Very old British poem:

Monday’s child is fair of face,
Tuesday’s child is full of grace,
Wednesday’s child is full of woe,
Thursday’s child has far to go,
Friday’s child is loving and giving,
Saturday’s child works hard for his living,
But the child that is born on the Sabbath day
Is bonny and blithe, and good and gay.

Ergo to us the Sabbath, culturally, is Sunday, the seventh day, the one on which God rested, and Monday is the start of the week - which is how all our calendars are set up. (Outlook and Google Calendar even adapt themselves to this based on geography, though one can override it in Settings.)

For me, Saturday. Why? Because that’s what I decided when I was a kid, probably because it’s the first day of the weekend; the day that the routine changes in other words. And since it’s really fairly arbitrary I’ve never bothered to think of it any other way.

Except that the 7-day cycle has continued regularly by the Jews since it was established, and when the Romans adopted it from them, they simply renamed they days, with the day that eventually became “Sunday” set on the Hebrew “First Day”.

Say you have a repeating cycle:

1
2
3
4
5
6
7

…and at some point, someone establishes the following regarding the same cycle:

1=x
2=f
3=u
4=b
5=s
6=k
7=w

…then x will always equal 1. Therefore, Sunday will always be First Day.

In other words, it’s not a matter of tradition, its a matter of bookkeeping.

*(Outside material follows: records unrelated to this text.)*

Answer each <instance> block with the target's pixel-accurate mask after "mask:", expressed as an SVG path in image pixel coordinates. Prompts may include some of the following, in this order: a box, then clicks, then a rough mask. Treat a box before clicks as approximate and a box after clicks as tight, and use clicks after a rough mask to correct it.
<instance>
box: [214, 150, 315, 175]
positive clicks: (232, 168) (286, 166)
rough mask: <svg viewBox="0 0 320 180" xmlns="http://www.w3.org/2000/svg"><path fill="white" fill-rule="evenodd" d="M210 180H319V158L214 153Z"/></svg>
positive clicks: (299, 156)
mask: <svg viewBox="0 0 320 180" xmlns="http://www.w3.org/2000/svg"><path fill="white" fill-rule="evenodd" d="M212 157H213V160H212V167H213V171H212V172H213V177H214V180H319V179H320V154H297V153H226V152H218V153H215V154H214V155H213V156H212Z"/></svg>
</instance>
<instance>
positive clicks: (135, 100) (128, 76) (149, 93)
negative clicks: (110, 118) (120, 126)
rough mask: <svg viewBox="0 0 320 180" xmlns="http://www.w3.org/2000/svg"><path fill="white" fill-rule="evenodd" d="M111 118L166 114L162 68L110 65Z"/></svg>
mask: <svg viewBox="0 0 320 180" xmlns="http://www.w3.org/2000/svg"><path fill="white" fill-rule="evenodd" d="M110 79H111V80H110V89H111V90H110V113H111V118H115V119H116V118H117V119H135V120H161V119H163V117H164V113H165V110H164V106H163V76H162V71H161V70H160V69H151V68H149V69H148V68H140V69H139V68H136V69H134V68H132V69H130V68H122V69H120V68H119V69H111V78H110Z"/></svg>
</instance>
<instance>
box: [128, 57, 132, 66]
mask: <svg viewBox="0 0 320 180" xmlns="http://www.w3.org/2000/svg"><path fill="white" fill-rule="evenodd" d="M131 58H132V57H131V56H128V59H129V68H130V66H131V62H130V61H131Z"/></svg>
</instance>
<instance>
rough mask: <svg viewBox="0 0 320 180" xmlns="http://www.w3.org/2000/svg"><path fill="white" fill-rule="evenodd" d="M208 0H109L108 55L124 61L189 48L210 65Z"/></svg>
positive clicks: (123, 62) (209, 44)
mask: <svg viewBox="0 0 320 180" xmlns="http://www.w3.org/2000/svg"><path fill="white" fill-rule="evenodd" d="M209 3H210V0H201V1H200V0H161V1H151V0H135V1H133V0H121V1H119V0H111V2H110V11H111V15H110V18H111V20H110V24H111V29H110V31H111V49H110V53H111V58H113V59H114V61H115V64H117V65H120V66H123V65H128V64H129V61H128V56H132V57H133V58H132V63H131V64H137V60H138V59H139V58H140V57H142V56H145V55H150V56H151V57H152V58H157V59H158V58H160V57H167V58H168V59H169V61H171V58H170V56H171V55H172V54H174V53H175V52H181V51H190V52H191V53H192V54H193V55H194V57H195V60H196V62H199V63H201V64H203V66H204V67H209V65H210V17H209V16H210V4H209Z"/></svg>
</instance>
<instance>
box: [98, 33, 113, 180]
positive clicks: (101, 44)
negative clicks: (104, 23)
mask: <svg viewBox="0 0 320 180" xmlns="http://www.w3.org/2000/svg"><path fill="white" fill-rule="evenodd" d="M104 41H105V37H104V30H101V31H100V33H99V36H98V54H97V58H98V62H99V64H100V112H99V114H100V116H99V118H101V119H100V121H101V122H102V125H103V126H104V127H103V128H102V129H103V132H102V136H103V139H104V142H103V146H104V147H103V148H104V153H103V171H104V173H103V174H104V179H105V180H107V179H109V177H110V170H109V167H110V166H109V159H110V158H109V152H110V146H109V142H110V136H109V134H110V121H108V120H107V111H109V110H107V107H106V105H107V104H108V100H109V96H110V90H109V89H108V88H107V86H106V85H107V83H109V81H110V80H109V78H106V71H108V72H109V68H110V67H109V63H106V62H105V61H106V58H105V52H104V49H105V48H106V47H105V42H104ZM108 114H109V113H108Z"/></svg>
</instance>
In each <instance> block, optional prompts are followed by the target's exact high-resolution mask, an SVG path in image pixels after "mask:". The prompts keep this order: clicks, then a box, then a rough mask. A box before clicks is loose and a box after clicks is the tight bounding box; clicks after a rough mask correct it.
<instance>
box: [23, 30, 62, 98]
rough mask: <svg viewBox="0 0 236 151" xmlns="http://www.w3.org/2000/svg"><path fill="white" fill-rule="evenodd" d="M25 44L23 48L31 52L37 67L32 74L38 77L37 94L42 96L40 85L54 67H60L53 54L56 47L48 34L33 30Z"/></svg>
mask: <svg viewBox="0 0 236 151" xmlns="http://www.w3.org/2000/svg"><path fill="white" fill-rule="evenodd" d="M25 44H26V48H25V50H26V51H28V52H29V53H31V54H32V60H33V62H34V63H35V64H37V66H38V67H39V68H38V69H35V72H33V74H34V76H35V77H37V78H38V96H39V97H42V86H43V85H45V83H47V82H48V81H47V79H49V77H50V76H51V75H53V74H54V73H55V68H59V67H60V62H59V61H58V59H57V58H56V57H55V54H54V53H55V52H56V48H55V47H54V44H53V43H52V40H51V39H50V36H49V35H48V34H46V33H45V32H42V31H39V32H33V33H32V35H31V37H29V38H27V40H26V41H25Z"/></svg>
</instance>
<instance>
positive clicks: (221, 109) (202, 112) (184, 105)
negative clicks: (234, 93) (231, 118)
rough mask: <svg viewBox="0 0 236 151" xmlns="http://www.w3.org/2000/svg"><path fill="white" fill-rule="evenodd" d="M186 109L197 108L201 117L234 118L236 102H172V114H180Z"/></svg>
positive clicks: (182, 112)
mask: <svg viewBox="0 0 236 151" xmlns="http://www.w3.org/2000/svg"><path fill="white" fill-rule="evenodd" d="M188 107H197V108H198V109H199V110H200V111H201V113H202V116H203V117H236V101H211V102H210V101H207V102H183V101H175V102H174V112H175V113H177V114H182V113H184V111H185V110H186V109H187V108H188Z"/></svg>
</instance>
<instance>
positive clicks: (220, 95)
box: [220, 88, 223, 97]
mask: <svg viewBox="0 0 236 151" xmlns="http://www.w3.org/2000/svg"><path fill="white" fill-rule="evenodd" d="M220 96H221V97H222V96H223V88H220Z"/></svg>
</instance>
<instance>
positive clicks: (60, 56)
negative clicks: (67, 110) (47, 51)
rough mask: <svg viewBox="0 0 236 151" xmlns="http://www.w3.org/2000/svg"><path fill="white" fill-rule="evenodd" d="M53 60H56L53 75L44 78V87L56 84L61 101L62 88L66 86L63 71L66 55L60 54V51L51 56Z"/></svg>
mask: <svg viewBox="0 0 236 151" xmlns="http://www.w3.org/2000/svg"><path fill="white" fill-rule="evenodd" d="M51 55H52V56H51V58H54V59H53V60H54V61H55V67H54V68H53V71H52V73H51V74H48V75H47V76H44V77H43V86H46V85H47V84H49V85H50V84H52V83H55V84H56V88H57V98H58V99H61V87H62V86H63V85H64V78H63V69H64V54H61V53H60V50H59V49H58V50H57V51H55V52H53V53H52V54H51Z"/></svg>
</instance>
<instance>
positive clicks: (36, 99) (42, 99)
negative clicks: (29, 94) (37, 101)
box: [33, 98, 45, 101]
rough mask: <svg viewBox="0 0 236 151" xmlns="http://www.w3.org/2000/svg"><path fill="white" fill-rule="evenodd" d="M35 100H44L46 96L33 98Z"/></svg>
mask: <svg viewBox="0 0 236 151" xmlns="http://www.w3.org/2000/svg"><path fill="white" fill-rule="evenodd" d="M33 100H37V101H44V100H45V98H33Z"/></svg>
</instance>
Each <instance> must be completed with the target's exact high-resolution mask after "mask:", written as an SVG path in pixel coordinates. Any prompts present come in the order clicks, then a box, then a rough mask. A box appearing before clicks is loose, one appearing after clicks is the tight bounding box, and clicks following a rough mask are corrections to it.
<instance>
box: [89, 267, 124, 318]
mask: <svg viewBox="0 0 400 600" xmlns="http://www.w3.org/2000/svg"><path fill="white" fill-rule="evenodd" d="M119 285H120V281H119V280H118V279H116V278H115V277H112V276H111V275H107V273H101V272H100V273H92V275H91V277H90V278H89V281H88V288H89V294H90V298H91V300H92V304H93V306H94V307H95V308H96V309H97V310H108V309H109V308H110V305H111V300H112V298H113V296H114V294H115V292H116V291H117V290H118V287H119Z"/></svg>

Great. Now the Bangles ‘Manic Monday’ is playing through my head.

When I was a kid, I just automatically assumed Monday was the start of the week because it was the “first” day of school. Imagine my horror when learned Sunday was the traditional first day. It never stuck though. Monday is still the first day for me. And Sunday-first calendars look funny.

I’m with Guano Lad in that visually, the calendar starts with Sunday but practically the week starts with Monday.

Culturally dependent. For me, having grown up in Spain, Monday; in the liturgical week, Sunday; in Portugal, Sunday.

I once asked a coworker (American) whether it was possible to set the company-mandated electronic calendars to start on Monday (one of those programs where everybody else can see your meetings); for some reason she got stuck on “but WHY?” instead of answering the question or saying “I have no idea”. I eventually found the setting by the method of exploring every single menu item.

Of course it’s sunday, but in my mind, it will forever be Monday.

I’m in the UK and am voting Monday.

And contrariwise, in modern Chinese Monday is “First Day”, Tuesday is “Second Day”, etc.

The work week starts Monday, but the week starts Sunday. The “weekend” includes Saturda and Sunday because they are at the two ends of the week (one being the first day, and one the last).

This is also consistent with the calendar, and tradition. And the Bible – Jesus was raised on the day after the sabbath (Saturday) “on the first day of the week” (Sunday).

ETA: Also, plenty of people don’t start their work week on Monday. I used to work Thurs - Mon and my “weekend” was Tue-Wed, but that didn’t mean the week started on Thursday.

Well in Oracle it depends whether you use the WW or the IW format.

Monday. I am not religious and so I count the first day of the work week as the first day.

Didn’t the Chinese adopt the 7-day week rather recently?